In detail, the "vehicle history track information" interface displays the track of the vehicle at the current moment, and the vehicle history track data mainly comprises the position information, the time stamp, the speed, the direction and the like of the vehicle; the "vehicle state information" interface displays the state of the vehicle at the current time, and the vehicle state data mainly includes a vehicle ID, a vehicle speed, a current traveling direction of the vehicle, an acceleration of the vehicle, a steering angle, a vehicle type, a vehicle state, and the like. The "end-to-end prediction information" shows a driving control signal or a future track of the predicted autonomous vehicle at the present time based on the information input described above.
As shown in fig. 8, an exemplary view of an application scenario for an end-to-end autopilot trajectory planning system.
It should be understood at first that fig. 8 is presented by way of example only and is not intended to limit the scope of the present application.
Referring to fig. 8, taking the traffic scenario of the figure as an example, the driving control or future track of the own vehicle during driving is studied, the own vehicle collects various information including the historical track information of the vehicle, the vehicle state information, the multi-view image information of the vehicle, and the like, and then the own vehicle processes the information and transmits the information to the trained prediction model to output the driving control or future track of the vehicle. And finally, displaying all predicted display results on a central control screen of the automobile, displaying the real-time driving strategy of the automobile for a driver and providing related suggestions.

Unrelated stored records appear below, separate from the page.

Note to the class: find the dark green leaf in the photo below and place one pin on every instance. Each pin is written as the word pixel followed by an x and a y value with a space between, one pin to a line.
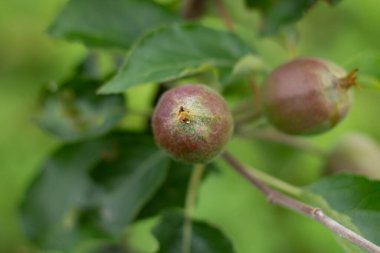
pixel 278 13
pixel 115 23
pixel 173 191
pixel 93 188
pixel 177 51
pixel 204 237
pixel 74 111
pixel 357 198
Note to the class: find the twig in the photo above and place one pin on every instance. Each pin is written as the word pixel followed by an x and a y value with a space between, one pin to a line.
pixel 195 179
pixel 192 9
pixel 274 136
pixel 295 205
pixel 224 15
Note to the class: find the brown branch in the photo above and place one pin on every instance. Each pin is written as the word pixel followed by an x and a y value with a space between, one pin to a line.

The above list of detailed descriptions is only specific to practical embodiments of the present invention, and they are not intended to limit the scope of the present invention, and all equivalent manners or modifications that do not depart from the technical scope of the present invention should be included in the scope of the present invention.
Claims (11)
1. The end-to-end automatic driving track planning system integrating BEVFomer and neighborhood attention transducer is characterized by comprising the following components:
The data acquisition module is used for acquiring multi-view images, historical track data of the vehicle and vehicle state data and preprocessing the acquired data;
the RNN feature extractor is used for extracting dynamic features and associated features of vehicle running from historical track data and vehicle state data of the vehicle; for historical track data, capturing a motion change trend in the track through time sequence processing, and capturing a time dependence in the running process of the vehicle by using a memory mechanism of the RNN feature extractor; by learning the vehicle state data, an association between the vehicle state and the behavior is obtained,
the BEVFomer feature extraction module comprises a back bone neural network and at least one encoder layer, wherein each encoder layer comprises a BEV query mechanism, a spatial cross attention module, a time self attention module and a feedforward network;
backbone neural network is used for obtaining view characteristic F of multi-view image at t moment t ;
The BEV query mechanism predefines a set of learnable parameters of the mesh shapeAs a BEVFormer query, for querying the corresponding grid cell region at p= (x, y) in the BEV plane;
the BEV querying mechanism queries the BEV spatial feature B through the temporal self-attention module t-1 Time signal of (2)Extracting the BEV spatial feature B through the spatial cross attention module t-1 Spatial information of (a);
the spatial cross-attention module is further based on view features F of the multi-view image t To obtain multi-view spatial information of the vehicle;
the feed-forward network is based on view characteristics F of multi-view images t Spatial information of (B) BEV spatial characteristics B t-1 Is used for obtaining refined BEV characteristic B through time information and space information t ;
The feature fusion module is used for fusing the dynamic feature and the associated feature of the vehicle running extracted by the RNN feature extractor into the BEV feature;
and (3) a neighborhood attention transducer planning model, planning a future track of the vehicle based on the fused BEV characteristics, and outputting a planning result through the full connection layer and the visualization module.
2. The fused bevform and neighborhood attention transducer end-to-end automatic driving trajectory planning system of claim 1, wherein the data acquisition module comprises cameras of different perspectives, on-board sensors, inertial measurement units.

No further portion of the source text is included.